In neighbouring Lebanon, Shahad and her family have managed to escape the war. But their life is a long way from normal. They are living in a half-constructed university building in the southern city of Sidon. They share the building with more than 650 other refugees.

The family registered with UNHCR last year and received, as a result, basic supplies such as mattresses, blankets, cooking utensils and hygiene items. Aid agencies have provided electricity to the building, installed outdoor latrines and ensured drinking water. Refugees are receiving food vouchers as well.

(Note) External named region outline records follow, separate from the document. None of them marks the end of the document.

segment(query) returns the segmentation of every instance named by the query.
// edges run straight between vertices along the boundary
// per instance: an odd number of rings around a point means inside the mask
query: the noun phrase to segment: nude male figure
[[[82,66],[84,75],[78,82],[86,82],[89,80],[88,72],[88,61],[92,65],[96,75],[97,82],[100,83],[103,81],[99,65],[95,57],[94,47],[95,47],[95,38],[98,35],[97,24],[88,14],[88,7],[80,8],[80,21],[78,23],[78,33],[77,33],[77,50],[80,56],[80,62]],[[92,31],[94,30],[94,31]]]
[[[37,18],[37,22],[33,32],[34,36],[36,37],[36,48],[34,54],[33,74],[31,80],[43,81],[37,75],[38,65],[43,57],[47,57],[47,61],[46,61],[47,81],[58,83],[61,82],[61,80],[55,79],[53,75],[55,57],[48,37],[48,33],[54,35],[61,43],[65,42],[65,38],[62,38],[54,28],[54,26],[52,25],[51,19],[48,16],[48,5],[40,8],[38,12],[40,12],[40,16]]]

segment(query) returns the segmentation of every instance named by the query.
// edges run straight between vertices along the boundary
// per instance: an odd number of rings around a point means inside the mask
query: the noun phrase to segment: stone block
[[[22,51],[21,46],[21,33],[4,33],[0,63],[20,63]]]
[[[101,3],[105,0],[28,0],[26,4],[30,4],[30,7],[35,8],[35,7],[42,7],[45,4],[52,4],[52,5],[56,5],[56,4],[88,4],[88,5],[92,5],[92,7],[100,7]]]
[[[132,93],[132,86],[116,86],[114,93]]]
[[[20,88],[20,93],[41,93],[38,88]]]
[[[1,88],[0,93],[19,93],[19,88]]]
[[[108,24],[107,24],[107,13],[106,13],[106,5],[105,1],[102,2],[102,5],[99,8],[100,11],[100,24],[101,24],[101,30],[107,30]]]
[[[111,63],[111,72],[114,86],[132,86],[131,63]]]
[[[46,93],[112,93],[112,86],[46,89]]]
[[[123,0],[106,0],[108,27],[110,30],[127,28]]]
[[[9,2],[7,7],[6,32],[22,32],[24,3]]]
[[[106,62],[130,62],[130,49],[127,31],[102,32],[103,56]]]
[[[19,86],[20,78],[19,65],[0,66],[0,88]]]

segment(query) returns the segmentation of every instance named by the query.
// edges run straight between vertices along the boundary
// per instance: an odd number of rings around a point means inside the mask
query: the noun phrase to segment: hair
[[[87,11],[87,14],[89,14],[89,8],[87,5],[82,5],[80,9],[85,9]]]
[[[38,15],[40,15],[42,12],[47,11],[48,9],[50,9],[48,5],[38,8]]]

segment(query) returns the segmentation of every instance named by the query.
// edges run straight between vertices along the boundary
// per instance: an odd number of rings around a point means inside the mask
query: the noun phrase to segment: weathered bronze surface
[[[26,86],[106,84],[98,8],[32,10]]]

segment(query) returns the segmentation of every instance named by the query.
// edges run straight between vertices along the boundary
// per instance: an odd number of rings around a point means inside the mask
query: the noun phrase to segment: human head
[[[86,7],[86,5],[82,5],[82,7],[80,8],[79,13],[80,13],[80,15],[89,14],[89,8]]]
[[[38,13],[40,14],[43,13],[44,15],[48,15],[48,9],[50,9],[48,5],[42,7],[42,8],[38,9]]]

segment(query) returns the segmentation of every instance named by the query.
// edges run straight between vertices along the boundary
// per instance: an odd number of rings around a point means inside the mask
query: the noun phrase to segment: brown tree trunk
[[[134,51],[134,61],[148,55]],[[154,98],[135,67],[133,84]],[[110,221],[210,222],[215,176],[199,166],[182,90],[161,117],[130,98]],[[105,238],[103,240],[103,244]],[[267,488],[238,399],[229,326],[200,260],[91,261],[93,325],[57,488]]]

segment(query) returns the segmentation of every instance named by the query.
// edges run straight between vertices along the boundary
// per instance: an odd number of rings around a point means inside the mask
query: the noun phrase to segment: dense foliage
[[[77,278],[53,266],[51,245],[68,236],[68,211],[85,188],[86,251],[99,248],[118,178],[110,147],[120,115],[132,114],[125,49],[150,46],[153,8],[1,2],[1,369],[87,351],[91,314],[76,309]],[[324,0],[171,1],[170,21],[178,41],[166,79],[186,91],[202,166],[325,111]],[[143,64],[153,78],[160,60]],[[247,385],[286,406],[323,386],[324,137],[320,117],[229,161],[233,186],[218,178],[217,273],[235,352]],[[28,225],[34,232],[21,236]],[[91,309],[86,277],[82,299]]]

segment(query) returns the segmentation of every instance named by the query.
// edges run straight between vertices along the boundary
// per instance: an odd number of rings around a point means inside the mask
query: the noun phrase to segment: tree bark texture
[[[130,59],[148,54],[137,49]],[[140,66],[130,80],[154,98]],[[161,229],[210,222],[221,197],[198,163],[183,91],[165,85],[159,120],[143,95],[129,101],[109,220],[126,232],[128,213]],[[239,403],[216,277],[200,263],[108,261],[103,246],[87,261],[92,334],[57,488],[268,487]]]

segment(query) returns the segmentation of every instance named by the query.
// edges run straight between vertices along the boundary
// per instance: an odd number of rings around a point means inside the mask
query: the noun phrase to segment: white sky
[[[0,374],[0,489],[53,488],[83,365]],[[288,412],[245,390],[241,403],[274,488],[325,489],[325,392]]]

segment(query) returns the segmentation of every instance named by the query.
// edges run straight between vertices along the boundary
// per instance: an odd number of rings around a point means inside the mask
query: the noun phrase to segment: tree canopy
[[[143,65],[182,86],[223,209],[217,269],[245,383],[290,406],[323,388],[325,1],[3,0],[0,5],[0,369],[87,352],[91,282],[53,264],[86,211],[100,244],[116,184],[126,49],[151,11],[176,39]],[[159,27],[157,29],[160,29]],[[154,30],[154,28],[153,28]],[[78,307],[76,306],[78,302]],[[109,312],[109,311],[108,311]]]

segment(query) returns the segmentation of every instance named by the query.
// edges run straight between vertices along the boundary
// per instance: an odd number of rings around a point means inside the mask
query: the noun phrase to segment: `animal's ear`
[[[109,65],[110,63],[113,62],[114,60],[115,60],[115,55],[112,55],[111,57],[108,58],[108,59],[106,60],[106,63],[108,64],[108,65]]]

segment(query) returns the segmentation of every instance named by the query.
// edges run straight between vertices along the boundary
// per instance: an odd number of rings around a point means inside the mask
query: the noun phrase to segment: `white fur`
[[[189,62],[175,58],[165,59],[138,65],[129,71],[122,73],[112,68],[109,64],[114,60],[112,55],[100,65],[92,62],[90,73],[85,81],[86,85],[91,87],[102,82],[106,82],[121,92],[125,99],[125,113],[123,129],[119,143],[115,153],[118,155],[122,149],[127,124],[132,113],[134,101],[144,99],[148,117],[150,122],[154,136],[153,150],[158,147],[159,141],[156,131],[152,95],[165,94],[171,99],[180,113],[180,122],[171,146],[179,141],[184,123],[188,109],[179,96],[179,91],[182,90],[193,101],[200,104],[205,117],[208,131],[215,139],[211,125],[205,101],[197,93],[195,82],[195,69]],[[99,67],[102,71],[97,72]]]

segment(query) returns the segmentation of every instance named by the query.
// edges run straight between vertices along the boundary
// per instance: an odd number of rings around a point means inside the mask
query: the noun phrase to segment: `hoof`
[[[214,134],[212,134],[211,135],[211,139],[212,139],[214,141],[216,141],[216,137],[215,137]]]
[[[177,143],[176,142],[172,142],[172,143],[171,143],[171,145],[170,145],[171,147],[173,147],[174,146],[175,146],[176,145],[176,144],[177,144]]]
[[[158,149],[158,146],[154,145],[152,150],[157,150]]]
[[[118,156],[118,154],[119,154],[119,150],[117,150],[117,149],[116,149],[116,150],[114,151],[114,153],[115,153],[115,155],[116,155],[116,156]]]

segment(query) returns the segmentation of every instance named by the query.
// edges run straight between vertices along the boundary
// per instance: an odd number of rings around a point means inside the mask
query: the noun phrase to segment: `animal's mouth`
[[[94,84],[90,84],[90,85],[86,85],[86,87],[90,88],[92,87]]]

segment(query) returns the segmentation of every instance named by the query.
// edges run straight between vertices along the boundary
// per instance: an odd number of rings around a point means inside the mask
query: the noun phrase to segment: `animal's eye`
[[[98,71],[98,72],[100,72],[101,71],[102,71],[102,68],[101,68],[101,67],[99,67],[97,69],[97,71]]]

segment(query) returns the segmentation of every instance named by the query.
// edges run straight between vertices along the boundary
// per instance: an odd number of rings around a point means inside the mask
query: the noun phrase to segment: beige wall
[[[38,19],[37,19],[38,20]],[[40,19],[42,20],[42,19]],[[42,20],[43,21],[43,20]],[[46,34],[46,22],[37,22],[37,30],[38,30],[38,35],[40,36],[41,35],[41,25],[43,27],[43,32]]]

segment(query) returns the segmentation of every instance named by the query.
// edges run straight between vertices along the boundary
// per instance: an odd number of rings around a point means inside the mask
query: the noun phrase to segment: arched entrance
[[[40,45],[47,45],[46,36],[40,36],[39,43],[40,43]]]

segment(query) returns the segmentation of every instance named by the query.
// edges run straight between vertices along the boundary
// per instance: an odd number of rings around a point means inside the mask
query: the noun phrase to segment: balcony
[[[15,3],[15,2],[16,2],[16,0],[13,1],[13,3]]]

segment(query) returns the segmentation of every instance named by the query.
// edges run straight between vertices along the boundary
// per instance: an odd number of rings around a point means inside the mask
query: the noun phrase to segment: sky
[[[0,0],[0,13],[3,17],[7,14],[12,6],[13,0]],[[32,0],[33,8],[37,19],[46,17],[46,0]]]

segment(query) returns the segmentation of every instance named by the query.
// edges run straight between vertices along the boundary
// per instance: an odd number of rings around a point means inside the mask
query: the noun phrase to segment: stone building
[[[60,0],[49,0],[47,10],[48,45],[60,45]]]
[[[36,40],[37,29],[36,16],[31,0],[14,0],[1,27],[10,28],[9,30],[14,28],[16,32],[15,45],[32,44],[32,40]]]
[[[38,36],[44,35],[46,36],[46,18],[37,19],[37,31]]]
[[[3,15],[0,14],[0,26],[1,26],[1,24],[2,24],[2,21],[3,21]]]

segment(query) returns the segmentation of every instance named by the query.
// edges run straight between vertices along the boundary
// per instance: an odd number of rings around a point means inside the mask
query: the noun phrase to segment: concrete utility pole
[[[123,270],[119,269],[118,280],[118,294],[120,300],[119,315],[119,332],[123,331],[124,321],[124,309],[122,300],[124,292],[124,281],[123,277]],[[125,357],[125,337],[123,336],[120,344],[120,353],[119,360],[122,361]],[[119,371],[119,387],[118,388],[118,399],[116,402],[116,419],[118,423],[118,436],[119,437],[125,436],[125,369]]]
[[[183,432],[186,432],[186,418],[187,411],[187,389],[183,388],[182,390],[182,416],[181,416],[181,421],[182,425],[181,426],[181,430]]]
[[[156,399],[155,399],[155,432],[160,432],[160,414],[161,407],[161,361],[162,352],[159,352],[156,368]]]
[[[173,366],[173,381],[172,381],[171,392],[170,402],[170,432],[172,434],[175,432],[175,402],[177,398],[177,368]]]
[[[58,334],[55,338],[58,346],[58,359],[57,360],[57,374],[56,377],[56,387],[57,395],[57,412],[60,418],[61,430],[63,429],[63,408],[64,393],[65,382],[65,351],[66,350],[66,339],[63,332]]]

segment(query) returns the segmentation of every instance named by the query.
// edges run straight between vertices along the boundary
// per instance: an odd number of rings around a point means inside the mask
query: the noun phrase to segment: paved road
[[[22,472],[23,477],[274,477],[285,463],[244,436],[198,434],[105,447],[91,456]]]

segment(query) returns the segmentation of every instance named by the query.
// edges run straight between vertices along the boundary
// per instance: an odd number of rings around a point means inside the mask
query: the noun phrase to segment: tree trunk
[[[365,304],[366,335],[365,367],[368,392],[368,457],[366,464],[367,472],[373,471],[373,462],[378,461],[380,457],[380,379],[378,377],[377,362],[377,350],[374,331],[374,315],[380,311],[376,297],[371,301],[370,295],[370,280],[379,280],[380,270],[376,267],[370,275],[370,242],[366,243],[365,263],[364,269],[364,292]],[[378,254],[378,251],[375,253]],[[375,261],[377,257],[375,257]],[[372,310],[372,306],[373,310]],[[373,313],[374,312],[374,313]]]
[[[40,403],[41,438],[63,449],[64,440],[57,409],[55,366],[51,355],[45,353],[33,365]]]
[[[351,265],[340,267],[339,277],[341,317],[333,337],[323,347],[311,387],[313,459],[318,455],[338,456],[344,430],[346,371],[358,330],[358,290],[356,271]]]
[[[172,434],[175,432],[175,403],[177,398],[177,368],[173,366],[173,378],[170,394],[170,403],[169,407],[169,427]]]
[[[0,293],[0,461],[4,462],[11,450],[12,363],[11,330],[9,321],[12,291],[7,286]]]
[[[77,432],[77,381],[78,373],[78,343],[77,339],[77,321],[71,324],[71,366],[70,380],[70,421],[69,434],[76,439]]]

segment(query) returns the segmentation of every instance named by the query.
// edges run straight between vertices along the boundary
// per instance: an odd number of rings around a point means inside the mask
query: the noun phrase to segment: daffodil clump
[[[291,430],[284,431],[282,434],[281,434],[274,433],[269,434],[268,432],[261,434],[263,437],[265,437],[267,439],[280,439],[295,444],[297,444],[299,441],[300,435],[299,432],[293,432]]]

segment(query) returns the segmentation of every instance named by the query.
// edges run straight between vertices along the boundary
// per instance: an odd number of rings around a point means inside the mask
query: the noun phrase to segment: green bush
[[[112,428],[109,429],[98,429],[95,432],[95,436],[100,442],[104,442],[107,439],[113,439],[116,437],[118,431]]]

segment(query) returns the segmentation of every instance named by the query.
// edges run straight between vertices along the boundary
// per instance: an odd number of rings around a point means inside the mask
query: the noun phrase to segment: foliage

But the family faces severe challenges. Yehia is trying to find work as a day labourer to earn extra money to buy food, but jobs are few. Every morning Yehia rises at five to stand by the side of the road hoping to get chosen for a day's manual work, worth the equivalent of US$10. He says he sometimes goes without meals so his two surviving children can eat.

He wants to send Shahad's older sister to school but can't afford the transport (the Lebanese government, with UNHCR support, will pay tuition). He was recently joined by his father, who has diabetes and a heart condition, a brother, who is recovering from a shrapnel wound to his leg, and his sister, whose husband and son-in-law were both killed. They all depend on him. His wife, Fatima, speaks little and is still grieving for the loss of her children.

Shahad and her sister Raghad, aged six, suffer from nightmares. If the war continues, and what little assistance the family is receiving runs out, Yehia says he does not know how the family will survive. He worries about the effect the war is having on his children's future. "They have seen war," he says sadly. "They have seen… everything." Yehia, like many fathers, is doing what he can to keep the surviving members of his family alive. But he will not be able to do it alone.